4. They shalt have abundant cause of joy and rejoicing. For your shame ye shall have double, or for your double shame; for that load of ignominy which the profession of the Gospel at first exposed them to, God would doubly repay them in inward consolations; and for confusion they shall rejoice in their portion; God can make them take pleasure in reproaches, and his love will be a portion that will abundantly satisfy them, in spite of all tribulations which they may be called to endure. Therefore in their land they shall possess the double; whatever loss they sustain for Christ, he can give them in this world more in kind, or, what is better, double their inward comfort and joy, which is the best possession: everlasting joy shall be unto them; faithful souls shall not only here be satisfied with the fulness of his house, but inherit an eternity of glory as their exceeding great reward.

5. God will be their guide, to teach them his will, and how to please him. I the Lord love judgment, and therefore will right the wrongs of his people: or he urges it as an argument for them to walk in uprightness before him, and in the paths of justice respecting each other. I hate robbery for burnt-offering; as when by their own deeds and duties men pretend or endeavour to obtain justification and the remission of their sins, which is regarded as the highest robbery of the Redeemer's glory, through whose infinite merit alone we can be accepted: or it is a rebuke to those who, like the Pharisees, were strict in the observance of their ceremonial offerings, yet in temper were covetous, and offered in sacrifice the fruits of their oppression. From a heart enslaved by iniquity, no pleasing service can be rendered to God. And I will direct their work in truth; his believing people shall be taught of him the true worship and way to please him: and I will make an everlasting covenant with them, in which he engages to be the God of his faithful people for ever and ever.

6. Their posterity shall be blessed. Their seed shall be known among the Gentiles, and their offspring among the people; distinguished for their sound faith and unfeigned piety: all that see them shall acknowledge them, that they are the seed which the Lord hath blessed, blessed with all spiritual blessings in Christ Jesus. And this, with all the foregoing verses, some writers apply to the calling of the Jews in the latter day, when they shall possess an honourable place in the church of God.

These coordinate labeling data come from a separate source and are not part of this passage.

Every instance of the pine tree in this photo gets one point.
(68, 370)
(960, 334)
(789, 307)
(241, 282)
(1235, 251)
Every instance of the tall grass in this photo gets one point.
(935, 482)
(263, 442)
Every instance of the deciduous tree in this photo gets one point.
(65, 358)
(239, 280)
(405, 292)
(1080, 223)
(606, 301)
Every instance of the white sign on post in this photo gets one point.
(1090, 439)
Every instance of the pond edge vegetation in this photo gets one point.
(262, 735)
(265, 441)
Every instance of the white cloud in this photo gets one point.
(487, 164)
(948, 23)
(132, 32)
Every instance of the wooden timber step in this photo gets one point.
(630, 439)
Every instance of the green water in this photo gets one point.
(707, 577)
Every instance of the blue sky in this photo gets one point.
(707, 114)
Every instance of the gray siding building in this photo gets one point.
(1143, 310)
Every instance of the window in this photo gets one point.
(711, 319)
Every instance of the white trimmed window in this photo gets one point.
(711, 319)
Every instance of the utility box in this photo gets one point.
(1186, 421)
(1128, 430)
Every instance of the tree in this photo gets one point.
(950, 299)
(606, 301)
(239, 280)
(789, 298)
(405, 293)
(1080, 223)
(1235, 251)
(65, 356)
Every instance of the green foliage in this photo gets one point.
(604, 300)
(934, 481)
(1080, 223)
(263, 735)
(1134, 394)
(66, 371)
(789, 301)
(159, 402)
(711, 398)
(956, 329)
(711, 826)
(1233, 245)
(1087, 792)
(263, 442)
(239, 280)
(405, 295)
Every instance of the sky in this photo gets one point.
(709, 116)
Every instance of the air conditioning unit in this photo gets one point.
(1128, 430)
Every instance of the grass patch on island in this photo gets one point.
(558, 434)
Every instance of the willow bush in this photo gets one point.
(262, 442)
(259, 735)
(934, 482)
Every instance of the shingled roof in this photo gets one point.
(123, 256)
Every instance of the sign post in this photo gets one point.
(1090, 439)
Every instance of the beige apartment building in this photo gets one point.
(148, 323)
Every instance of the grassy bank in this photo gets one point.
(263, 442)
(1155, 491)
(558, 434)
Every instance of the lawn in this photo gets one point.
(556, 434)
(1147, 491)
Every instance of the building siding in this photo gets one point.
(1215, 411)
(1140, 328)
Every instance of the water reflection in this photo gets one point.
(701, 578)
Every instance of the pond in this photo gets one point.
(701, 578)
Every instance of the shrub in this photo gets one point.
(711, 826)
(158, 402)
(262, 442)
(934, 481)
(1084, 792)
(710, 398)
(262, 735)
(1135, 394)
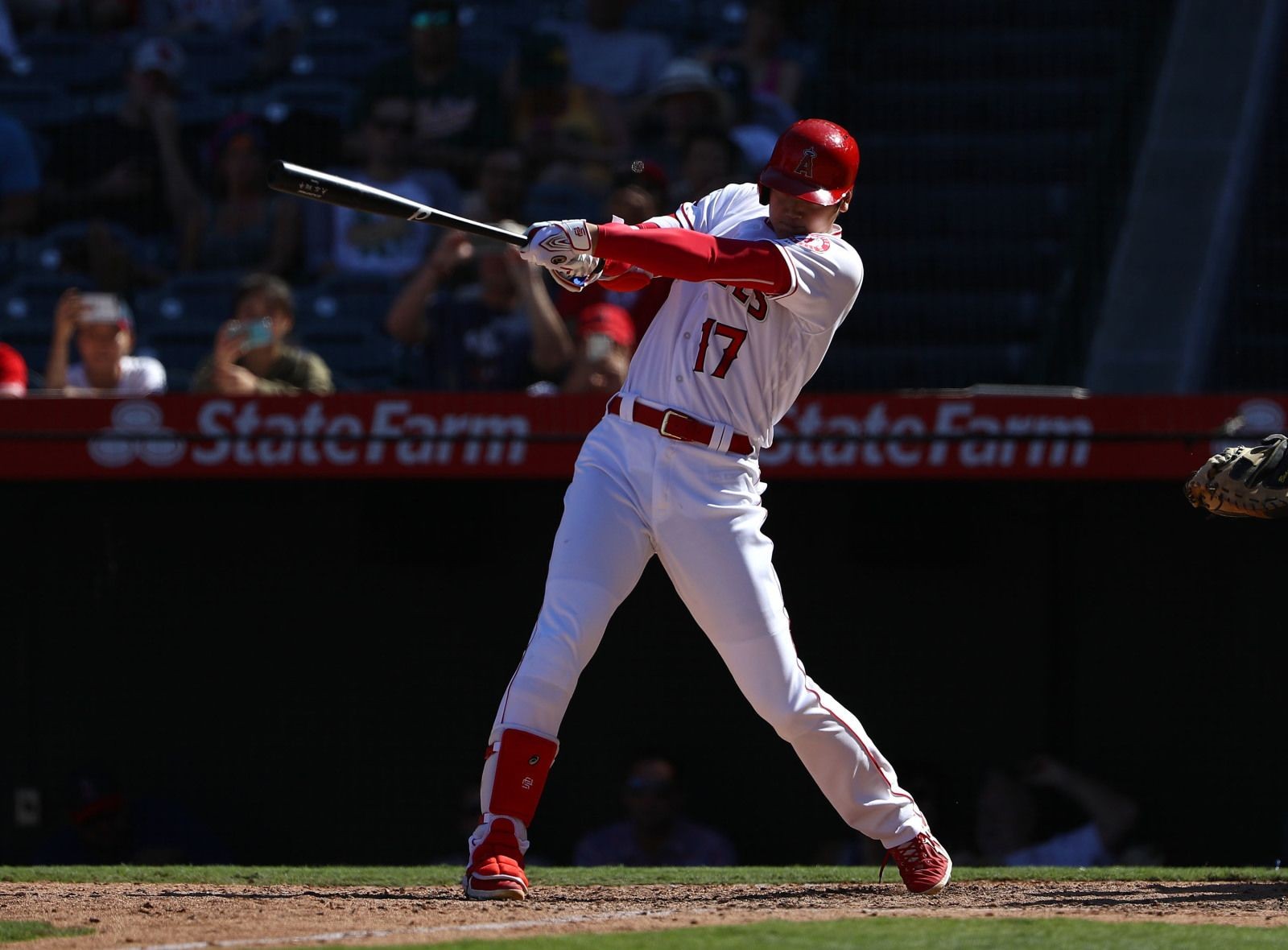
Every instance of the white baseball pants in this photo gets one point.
(637, 494)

3rdly, We have the words of the church triumphing in God her Saviour.
1. For what he hath done for her. I will greatly rejoice in the Lord; my soul shall be joyful in my God; an interest in his love known and believed, cannot but fill the soul with joy unspeakable, and full of glory. When we can say he is my God, we may well rejoice in him greatly: here we need fear no excess, while he is the glorious object of our delight. For he hath clothed me with the garments of salvation, he hath covered me with the robe of righteousness; he has applied to my soul the merit of the Redeemer's blood; and he has made me all glorious with the garments of salvation, the divine tempers and graces with which the Spirit of God arrays the souls of genuine Christians; as a bridegroom decketh himself with ornaments, coming from his chamber completely dressed, or in sacerdotal robes, glorious as those which the high-priest wore; and as a bride adorneth herself with her jewels, glittering and splendid for the day of her espousals: and thus are believers presented to Christ, justified and pardoned through his infinite merit, and decked with the beauty of holiness. May my soul be thus arrayed!

2. For what he has promised to do for her. For as the earth bringeth forth her bud, and as the garden causeth the things that are sown in it to spring forth; so that from year to year, in regular succession, the earth brings forth her increase; so the Lord God will cause righteousness and praise to spring forth before all the nations. To the end of time these privileges and blessings shall be the ornaments of every faithful soul, and the subject of their ceaseless praise.